Using numeric experiments, I have found the following identity $$ k! H_k+\sum _{j=1}^k \frac{\sum _{i=j}^k (-1)^i \binom{k}{i} \left((j-i)^k-(-i-n+1)^k\right)}{j+n-1}=0 $$ where $H_k = \sum_{i=1}^k 1/i$. This seems to hold for all $k \ge 1$ and $n \ge 1$.
It's fairly easy to check this for any fix $k$. But I am not able to prove it for general $k$. Induction also does not seem to work well in this case.

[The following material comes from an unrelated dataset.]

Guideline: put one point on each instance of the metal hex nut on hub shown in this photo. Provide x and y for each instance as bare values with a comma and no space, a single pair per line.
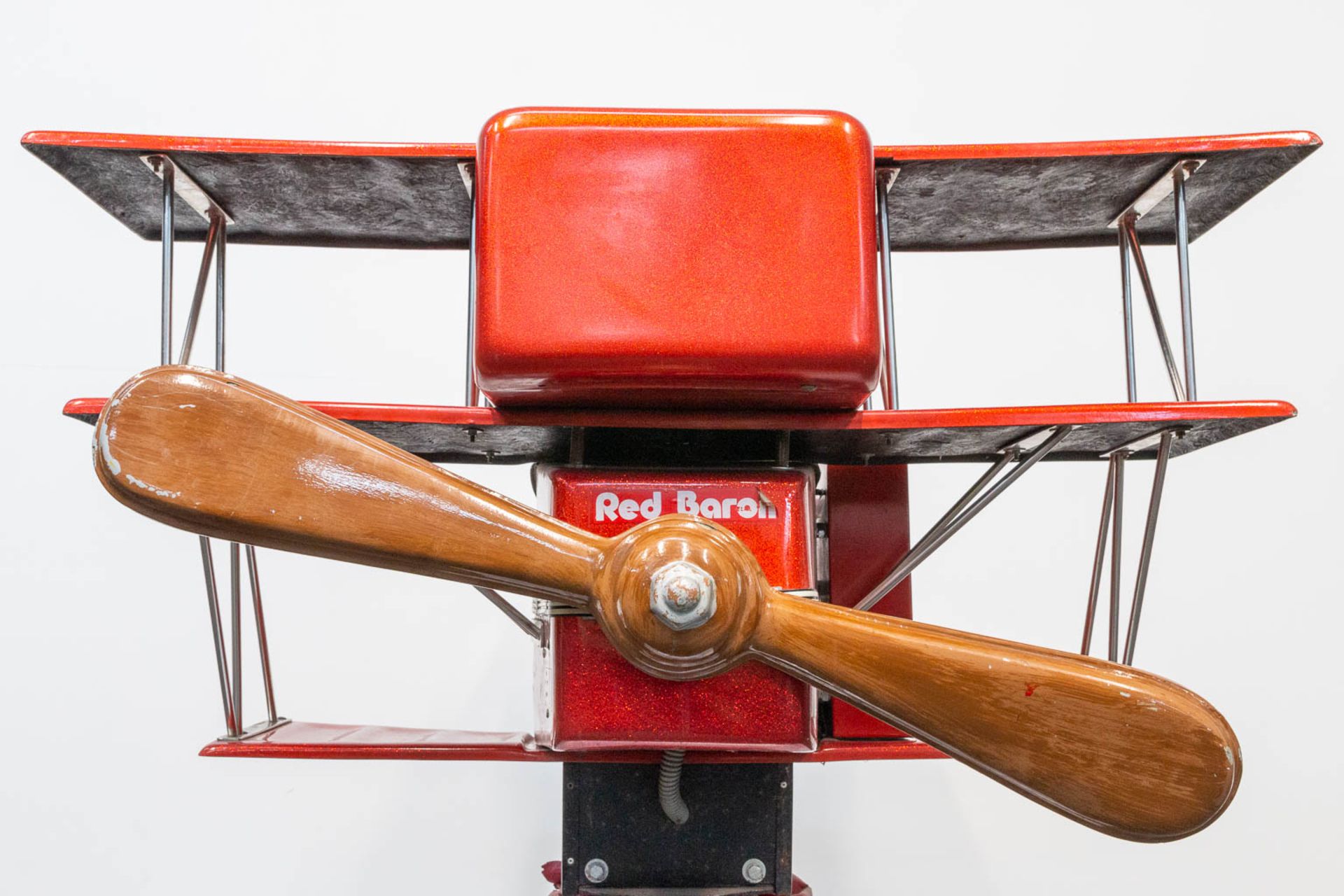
682,596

Update, you can check this with the following Mathematica code
Table[k!*HarmonicNumber[k] +
Sum[((-1)^(1 + i + k)*(-1 + i + n)^k*Binomial[k, i] +
Eulerian[k, i])*HarmonicNumber[-1 + i + n], {i, 0,
k}] ==
0, {k, 1, 6}, {n, 1, 10}]
This is not a whole solution but I think it can be salvaged. If we apply the well known identity $a^k - b^k = (a-b) \cdot \sum\limits_{i=1}^{k-1} a^{k-1-i} b^i $ for $(a,b) = ((j-i),(-i-n+1))$ then the conjecture above boils down to proving that:
\begin{eqnarray} rhs_\eta := \sum\limits_{j=1}^k \sum\limits_{i=j}^k \sum\limits_{\xi=\eta}^{k-1} (-1)^i \binom{k}{i} \binom{\xi}{\eta} (j-i)^{k-1-\xi} (1-i)^{\xi-\eta} = -k! H_k \cdot \delta_{\eta,0} \end{eqnarray} for $\eta=0,1,2,\cdots$. This comes from the fact that the sum in question is now a polynomial in the variable $n$ whose all coefficients except for the zeroth term must vanish.

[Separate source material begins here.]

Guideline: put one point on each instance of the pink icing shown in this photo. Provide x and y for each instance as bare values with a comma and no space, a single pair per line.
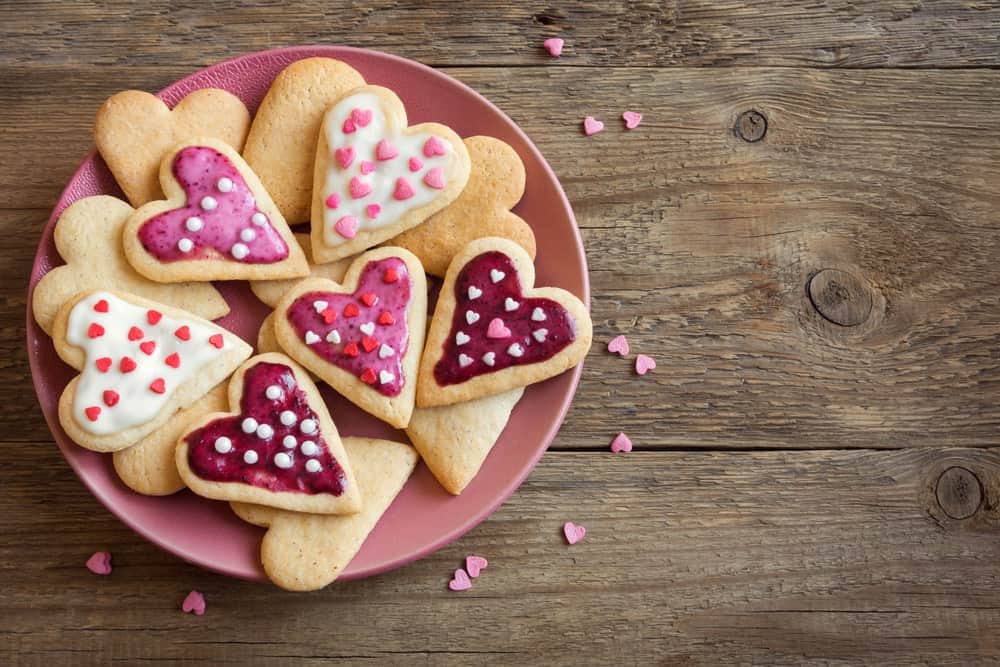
199,169
378,301
210,464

Let us take a look at the coefficient at the zeroth power of $n$ (meaning $\eta=0$). We have:
\begin{eqnarray} rhs_0 &=& -k + \sum\limits_{j=2}^k \sum\limits_{i=j}^k (-1)^i \binom{k}{i} \left( \frac{-(1-i)^k + (-i+j)^k}{j-1}\right) \\ &=& -k + \sum\limits_{i=1}^k (-1)^{i-1-k} (i-1)^k \binom{k}{i} \left( H_{i-1} - \psi^{(0)}_{i+1} + \psi^{(0)}_{k+1} \right) \\ &=& -k + \sum\limits_{i=0}^{k-1} (-1)^{i+k} i^k \binom{k}{i+1} \left(-\frac{1}{i+1} + H_k \right) \\ &=& -k+ \sum\limits_{i=0}^{k-1} (-1)^{i+k} i^k \binom{k}{i+1} \left(-\frac{1}{i+1} \right) + (1-k!) H_k \\ &=& -k+ (k - H_k) + (1-k!) H_k \end{eqnarray}
In the first line from the top we carried out a sum over $\xi$ since it is a geometric series. In the second line from the top we split the double sum into two sums and in the first sum we did the sum over $j$ whereas in the second sum we substituted for $(i-j) \rightarrow i $ and then we did the sum over $j$ as well. In the third line we substituted $(i-1) \rightarrow i $ and then we used the the relationship between the polygamma function and harmonic numbers. In the last two lines we did the remaining single sums by doing the usual tricks $i^k = \left. d_t^k \exp(i t) \right|_{t=0} $ and then using the binomial expansion to resum.
In order to complete the proof one needs to show that $rhs_\eta =0 $ for all integer $\eta >0 $ . This should not be hard to do.